| Apporter des preuves scientifiques
de la diminution drastique des ressources halieutiques de
l’Afrique de l’Ouest. C’est l’exercice
auquel s’est essayé le WWF, (Fonds mondial pour
la nature) et le Projet Sea Around US basé à
l’Université de British Columbia lors d’une
conférence de presse tenue au Novotel en marge du symposium
”Pêcheries maritimes, écosystèmes
et sociétés en Afrique de l’Ouest”.
Ils se sont basés sur les résultats obtenus
grâce au système d’information et d’analyse
des pêches (SIAP) pour arriver à de telles conclusions.

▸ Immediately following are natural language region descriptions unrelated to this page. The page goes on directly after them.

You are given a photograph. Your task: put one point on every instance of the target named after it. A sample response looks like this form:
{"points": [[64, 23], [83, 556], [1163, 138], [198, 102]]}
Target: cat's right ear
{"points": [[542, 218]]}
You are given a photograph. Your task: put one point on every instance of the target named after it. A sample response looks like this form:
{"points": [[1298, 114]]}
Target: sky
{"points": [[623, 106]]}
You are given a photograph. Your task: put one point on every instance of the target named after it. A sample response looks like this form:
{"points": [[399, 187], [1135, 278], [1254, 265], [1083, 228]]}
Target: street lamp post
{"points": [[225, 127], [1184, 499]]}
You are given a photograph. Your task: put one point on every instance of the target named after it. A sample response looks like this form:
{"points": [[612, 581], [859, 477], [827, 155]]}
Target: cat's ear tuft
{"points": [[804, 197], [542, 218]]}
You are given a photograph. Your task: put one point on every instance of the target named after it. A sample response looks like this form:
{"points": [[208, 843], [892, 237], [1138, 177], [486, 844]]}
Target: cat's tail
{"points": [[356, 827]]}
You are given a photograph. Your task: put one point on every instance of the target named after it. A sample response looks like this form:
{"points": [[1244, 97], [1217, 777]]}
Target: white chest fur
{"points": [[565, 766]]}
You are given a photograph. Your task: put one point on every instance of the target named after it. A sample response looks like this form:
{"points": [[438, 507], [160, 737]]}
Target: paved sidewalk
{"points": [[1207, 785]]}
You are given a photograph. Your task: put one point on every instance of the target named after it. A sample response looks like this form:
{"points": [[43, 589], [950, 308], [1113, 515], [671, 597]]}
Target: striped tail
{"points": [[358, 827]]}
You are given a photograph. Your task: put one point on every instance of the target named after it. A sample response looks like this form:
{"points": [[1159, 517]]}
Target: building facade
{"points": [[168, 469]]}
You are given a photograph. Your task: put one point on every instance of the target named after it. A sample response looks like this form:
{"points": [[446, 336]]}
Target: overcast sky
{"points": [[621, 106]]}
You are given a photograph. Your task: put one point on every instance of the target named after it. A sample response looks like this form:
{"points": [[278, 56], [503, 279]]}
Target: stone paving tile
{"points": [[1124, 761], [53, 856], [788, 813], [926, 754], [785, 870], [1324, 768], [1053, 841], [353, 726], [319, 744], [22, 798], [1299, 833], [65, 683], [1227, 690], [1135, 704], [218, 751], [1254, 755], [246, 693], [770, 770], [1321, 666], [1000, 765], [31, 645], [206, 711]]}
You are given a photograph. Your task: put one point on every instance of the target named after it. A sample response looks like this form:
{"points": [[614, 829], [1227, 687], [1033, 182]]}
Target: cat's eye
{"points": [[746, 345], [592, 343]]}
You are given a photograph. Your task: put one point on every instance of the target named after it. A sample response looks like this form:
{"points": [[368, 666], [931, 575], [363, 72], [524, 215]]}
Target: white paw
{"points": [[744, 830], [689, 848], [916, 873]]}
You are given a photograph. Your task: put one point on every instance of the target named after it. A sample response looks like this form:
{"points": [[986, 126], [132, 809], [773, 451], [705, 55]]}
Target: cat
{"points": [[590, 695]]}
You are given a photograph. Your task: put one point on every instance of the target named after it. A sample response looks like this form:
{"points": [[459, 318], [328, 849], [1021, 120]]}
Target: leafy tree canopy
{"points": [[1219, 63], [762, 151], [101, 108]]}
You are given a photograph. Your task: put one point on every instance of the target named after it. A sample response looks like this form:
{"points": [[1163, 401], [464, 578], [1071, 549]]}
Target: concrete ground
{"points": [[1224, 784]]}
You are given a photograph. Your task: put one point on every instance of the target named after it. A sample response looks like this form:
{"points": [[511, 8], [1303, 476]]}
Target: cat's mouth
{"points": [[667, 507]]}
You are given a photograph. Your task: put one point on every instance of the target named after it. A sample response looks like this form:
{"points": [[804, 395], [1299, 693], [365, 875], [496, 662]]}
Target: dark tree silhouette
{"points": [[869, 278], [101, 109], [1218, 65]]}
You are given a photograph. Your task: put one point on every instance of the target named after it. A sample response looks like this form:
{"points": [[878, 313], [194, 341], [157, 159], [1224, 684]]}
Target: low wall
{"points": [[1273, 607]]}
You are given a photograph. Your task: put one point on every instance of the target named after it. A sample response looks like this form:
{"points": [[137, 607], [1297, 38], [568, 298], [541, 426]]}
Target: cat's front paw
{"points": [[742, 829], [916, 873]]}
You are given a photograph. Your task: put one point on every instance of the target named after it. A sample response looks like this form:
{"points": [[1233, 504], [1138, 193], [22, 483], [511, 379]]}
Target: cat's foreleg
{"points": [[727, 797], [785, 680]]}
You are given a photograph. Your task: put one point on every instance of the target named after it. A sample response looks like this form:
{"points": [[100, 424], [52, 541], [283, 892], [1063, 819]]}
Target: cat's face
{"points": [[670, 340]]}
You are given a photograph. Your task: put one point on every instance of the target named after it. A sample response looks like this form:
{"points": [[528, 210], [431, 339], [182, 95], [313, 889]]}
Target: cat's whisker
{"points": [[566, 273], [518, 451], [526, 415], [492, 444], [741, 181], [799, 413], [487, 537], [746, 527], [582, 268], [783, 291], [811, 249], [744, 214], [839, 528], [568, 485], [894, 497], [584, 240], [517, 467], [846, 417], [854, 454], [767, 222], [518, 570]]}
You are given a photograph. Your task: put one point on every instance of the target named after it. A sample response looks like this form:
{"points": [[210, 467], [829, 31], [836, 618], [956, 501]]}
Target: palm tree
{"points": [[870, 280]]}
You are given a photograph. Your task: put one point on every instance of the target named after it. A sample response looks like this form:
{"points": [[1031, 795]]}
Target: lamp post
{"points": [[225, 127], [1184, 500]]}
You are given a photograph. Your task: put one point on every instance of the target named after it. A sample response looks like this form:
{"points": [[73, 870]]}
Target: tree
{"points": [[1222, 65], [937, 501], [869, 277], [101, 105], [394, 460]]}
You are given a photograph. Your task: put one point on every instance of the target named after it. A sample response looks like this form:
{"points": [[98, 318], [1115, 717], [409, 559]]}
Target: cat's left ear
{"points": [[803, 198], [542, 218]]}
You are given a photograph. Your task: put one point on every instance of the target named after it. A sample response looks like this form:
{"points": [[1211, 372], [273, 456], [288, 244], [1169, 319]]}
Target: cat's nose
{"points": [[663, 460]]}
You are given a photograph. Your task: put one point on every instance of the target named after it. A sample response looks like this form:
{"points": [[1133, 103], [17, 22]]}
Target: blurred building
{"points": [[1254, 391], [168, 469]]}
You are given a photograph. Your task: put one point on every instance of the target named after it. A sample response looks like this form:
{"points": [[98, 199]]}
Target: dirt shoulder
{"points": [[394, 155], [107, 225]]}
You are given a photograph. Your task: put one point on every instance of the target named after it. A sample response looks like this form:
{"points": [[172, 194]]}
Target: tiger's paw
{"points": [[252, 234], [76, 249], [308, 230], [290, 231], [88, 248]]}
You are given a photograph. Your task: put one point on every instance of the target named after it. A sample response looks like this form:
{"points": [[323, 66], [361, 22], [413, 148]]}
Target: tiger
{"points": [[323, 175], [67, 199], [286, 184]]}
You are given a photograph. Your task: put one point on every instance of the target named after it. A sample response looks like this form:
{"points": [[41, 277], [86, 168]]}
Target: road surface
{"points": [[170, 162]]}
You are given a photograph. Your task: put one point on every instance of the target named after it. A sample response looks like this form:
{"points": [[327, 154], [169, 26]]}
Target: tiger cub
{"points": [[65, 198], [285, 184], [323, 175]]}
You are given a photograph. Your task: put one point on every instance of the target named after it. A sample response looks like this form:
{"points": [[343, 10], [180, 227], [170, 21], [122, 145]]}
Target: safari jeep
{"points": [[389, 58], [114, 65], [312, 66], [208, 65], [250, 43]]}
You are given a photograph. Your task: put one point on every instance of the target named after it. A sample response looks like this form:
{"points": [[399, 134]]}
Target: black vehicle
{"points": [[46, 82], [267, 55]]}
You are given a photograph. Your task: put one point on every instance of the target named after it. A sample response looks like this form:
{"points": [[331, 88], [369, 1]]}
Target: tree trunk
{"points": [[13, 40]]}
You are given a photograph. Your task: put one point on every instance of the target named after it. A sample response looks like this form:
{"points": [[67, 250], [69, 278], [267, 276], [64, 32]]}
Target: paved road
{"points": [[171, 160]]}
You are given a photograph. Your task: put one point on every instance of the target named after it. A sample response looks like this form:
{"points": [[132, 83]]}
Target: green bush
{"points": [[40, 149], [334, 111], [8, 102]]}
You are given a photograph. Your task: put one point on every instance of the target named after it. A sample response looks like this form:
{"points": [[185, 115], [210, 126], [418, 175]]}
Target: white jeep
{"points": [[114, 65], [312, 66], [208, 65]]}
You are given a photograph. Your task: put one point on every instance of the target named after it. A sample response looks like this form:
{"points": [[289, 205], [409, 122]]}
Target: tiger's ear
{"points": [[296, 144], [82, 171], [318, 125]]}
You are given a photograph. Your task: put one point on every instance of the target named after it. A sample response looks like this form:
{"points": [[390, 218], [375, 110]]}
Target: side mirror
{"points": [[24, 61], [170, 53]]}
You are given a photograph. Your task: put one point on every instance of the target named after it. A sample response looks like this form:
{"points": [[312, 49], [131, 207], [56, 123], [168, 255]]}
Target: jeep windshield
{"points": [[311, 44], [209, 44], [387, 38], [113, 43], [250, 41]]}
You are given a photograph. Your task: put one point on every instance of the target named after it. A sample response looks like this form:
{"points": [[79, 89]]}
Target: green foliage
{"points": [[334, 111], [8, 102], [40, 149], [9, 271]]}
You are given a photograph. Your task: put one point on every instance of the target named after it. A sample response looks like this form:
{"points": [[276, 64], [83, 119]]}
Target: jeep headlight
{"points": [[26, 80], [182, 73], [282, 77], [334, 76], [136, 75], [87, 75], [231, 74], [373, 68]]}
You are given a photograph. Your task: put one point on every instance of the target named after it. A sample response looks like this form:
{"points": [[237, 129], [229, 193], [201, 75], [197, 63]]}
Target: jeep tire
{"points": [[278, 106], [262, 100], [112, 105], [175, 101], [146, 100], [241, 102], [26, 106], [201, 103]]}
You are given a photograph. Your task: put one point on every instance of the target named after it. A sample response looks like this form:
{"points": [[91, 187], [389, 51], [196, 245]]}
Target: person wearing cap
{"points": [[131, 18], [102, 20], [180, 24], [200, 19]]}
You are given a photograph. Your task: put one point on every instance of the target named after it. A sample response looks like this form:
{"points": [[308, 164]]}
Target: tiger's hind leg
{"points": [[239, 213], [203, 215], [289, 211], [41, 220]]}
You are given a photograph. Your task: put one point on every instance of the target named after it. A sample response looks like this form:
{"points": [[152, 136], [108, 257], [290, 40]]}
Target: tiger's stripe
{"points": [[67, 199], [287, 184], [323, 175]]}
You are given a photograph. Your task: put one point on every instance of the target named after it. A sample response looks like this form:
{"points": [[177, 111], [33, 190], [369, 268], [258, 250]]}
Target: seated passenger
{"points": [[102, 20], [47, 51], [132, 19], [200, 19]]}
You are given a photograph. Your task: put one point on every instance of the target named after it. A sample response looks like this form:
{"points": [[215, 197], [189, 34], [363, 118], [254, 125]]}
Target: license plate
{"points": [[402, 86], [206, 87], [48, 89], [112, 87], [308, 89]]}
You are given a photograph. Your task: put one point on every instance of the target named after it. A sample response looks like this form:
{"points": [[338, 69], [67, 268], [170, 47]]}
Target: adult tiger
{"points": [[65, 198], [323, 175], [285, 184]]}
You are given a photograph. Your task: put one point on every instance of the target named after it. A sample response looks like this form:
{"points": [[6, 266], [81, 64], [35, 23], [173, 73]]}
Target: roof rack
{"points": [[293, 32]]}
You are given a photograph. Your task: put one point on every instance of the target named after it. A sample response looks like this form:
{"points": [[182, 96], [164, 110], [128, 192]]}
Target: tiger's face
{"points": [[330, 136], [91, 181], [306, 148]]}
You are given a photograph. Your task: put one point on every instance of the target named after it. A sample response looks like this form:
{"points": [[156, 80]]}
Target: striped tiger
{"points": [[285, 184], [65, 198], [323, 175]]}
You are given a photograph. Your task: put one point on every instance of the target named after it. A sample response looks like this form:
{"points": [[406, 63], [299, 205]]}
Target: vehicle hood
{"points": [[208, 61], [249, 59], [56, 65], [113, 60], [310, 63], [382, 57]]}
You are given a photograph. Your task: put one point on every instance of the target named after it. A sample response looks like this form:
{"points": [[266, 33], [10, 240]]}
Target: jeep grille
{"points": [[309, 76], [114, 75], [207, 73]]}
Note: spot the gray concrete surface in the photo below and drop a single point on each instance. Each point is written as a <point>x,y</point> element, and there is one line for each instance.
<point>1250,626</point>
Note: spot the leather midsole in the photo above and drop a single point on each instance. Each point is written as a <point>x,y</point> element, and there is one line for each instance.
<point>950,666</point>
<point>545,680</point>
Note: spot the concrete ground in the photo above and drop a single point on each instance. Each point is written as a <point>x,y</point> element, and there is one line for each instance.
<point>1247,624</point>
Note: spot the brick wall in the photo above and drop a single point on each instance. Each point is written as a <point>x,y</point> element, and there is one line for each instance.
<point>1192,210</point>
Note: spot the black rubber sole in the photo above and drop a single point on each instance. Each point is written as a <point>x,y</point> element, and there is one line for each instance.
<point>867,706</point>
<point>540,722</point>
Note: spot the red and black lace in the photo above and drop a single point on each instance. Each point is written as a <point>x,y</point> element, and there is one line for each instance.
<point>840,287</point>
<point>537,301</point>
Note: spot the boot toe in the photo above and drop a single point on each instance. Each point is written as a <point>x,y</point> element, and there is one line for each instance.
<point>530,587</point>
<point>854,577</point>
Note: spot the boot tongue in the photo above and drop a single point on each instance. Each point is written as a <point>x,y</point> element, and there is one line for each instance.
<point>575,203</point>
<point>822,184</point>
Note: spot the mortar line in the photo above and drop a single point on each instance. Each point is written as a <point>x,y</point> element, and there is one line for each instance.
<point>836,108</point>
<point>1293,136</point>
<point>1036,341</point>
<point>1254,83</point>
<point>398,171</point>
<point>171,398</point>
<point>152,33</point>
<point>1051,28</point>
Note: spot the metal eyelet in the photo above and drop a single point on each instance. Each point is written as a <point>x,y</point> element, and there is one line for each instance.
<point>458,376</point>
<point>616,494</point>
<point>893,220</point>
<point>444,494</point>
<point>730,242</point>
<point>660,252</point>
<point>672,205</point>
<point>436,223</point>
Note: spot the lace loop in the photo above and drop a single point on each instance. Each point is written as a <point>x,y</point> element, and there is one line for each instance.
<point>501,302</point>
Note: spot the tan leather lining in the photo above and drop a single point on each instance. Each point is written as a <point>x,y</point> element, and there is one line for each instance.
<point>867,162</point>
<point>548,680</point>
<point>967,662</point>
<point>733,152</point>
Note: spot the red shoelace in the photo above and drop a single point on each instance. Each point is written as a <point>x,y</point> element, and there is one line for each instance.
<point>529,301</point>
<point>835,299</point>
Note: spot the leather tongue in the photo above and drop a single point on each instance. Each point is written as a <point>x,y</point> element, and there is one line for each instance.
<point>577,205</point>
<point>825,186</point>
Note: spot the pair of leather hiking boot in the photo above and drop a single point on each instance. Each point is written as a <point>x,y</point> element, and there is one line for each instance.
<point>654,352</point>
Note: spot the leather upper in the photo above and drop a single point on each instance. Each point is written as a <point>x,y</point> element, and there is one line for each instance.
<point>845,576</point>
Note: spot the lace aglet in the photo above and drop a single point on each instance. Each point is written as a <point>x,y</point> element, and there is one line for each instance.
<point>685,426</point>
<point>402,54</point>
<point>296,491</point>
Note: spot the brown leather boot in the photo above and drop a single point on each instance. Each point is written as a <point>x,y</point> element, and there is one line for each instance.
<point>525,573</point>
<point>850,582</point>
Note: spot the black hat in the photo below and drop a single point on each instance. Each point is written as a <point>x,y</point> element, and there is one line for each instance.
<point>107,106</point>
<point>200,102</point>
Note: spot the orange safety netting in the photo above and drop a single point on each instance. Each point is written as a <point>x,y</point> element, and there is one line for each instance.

Le docteur Daniel Pauly, chercheur à l’Université
canadienne de British Columbia et par ailleurs expert mondial
des questions relatives à la pêche, a révélé,
diapositives à l’appui, que l’Afrique de
l’Ouest a perdu la moitié de ses stocks en poissons
de fond au cours des vingt dernières années.
Il en veut pour preuves la diminution considérable
des biomasses, l’exploitation anarchique des ressources
halieutiques avec une activité de pêche qui a
presque triplé depuis le milieu des années 70
et les prises de poissons de fond au large des côtes
du Nord-Ouest de l’Afrique qui ont stagné à
quelque deux millions de tonnes. “ Nos observations
montrent que, globalement, la biomasse des poissons de fond
de la zone concernée a maintenant décliné
à moins d’un quart de sa valeur en 1950. Et cette
tendance se vérifie plus au sud le long de l’ensemble
de la côte africaine jusqu’en Namibie ”,
avertit le professeur Pauly.
L’autre signe d’inquiétude qui renseigne
sur la baisse des ressources halieutiques est lié,
selon l’expert, à l’exploitation des ressources
de la mer par des flottes de pêches étrangères
qui étaient six fois plus importantes dans les années
90 que trente ans auparavant. Les principaux responsables
de ce pillage des ressources halieutiques “ source majeure
de nourriture pour les Africains ”, sont l’Union
européenne, la Russie et les pays asiatiques, affirme
sans ambages le spécialiste. A titre d’exemple,
l’Europe compte à elle seule près de 27
000 bateaux chalutiers sophistiqués dont l’essentiel
pêche hors des eaux de l’Union, renseigne Claude
Martin, directeur général de WWF International.
Selon lui, la baisse des stocks de poissons risque d’avoir
des conséquences graves sur la sécurité
alimentaire des pays de la région. “ Un effondrement
des stocks de poissons en Afrique de l’Ouest pourrait
avoir des conséquences humaines bien plus graves qu’en
Europe ou en Amérique du Nord ”, avertit-il avant
de s’interroger sur la nécessité d’entamer
des discussions sur la réduction de la pauvreté
lors du prochain sommet sur le développement durable
prévu à Johannesburg alors qu’au même
moment, on continue de piller les ressources des pays pauvres.
Pour inverser la tendance, le directeur général
de WWF pense que la réforme de la politique commune
de la pêche de l’Union européenne offre
“ l’occasion idéale d’enrayer la
surexploitation de ces ressources ”. A son avis, “
l’Union européenne doit impérativement
améliorer ses accords d’accès aux pêcheries
dans le cadre de cette réforme ” en réduisant
par exemple de manière drastique la taille surdimensionnée
de ses flottes.
Quant au Pr Daniel Pauly, il recommande vivement la mise
en place d’aires protégées marines interdites
à toutes activités de pêche ainsi que
le zonage des côtes suivant leurs possibilités
de pêche, de même que l’élimination
des chaluts. Il conseille également aux gouvernements
la répartition équitable des bénéfices
tirés des accords de pêche. Le docteur Papa Samba
Diouf, représentant-résident de WWF à
Dakar propose, en plus de ces mesures, une approche régionale
des problèmes de gestion, de recherche et de conservation
des ressources halieutiques.
Il a par ailleurs révélé que le WWF
entreprend déjà des efforts pour amener les
pays membres de la commission sous-régionale des pêches
en vue d’une harmonisation de leurs positions dans les
négociations des accords de pêche. Il a d’autre
part envisagé la diminution du personnel qui exerce
dans la pêche, surtout artisanale, qui s’opère
dans des zones de reproduction et de croissance des poissons.